I have written a library, where I use CMake for verifying the presence of headers for MMX, SSE, SSE2, SSE4, AVX, AVX2, and AVX-512. In addition to this, I check for the presence of the instructions and if present, I add the necessary compiler flags, -msse2 -mavx -mfma etc.
This is all very good, but I would like to deploy a single binary, which works across a range of generations of processors.
Question: Is it possible to tell the compiler (GCC) that whenever it optimizes a function using SIMD, it must generate code for a list of architectures? And of of course introduce high-level branches
I am thinking similar to how the compiler generates code for functions, where input pointers are either 4 or 8 byte aligned. To prevent this, I use the __builtin_assume_aligned
macro.
What is best practice? Multiple binaries? Naming?
As long as you don't care about portability, yes.
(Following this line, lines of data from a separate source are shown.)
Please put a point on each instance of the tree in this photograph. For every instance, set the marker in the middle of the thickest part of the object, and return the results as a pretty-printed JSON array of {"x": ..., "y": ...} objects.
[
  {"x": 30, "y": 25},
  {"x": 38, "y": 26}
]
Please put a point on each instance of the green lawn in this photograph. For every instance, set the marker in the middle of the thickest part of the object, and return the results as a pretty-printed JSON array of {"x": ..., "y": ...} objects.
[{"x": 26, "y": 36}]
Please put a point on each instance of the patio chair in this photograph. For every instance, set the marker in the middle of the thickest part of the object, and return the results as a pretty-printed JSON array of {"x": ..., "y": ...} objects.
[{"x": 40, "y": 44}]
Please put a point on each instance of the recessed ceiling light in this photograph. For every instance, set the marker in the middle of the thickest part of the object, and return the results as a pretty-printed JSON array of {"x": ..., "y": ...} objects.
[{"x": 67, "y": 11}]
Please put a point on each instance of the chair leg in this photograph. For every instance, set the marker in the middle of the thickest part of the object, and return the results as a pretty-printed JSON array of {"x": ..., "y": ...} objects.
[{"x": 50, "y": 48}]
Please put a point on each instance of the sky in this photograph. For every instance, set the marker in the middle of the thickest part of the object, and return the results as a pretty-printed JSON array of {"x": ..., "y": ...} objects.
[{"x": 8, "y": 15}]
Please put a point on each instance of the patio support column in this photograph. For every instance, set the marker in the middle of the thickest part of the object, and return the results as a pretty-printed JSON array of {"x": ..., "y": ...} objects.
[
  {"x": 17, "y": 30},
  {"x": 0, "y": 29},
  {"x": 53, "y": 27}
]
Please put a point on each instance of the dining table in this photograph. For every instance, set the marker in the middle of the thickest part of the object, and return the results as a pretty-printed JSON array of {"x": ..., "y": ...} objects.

Recent versions of GCC make this easier than any other compiler I'm aware of by using the target_clones function attribute. Just add the attribute, with a list of targets you want to create versions for, and GCC will automatically create the different variants, as well as a dispatch function to choose a version automatically at runtime.
If you want a bit more portability you can use the target attribute, which clang and icc also support, but you'll have to write the dispatch function yourself (which isn't difficult), and emit the function multiple times (generally using a macro, or repeatedly including a header).
AFAIK, if you want your code to work with MSVC you'll need multiple compiler invocations with different options.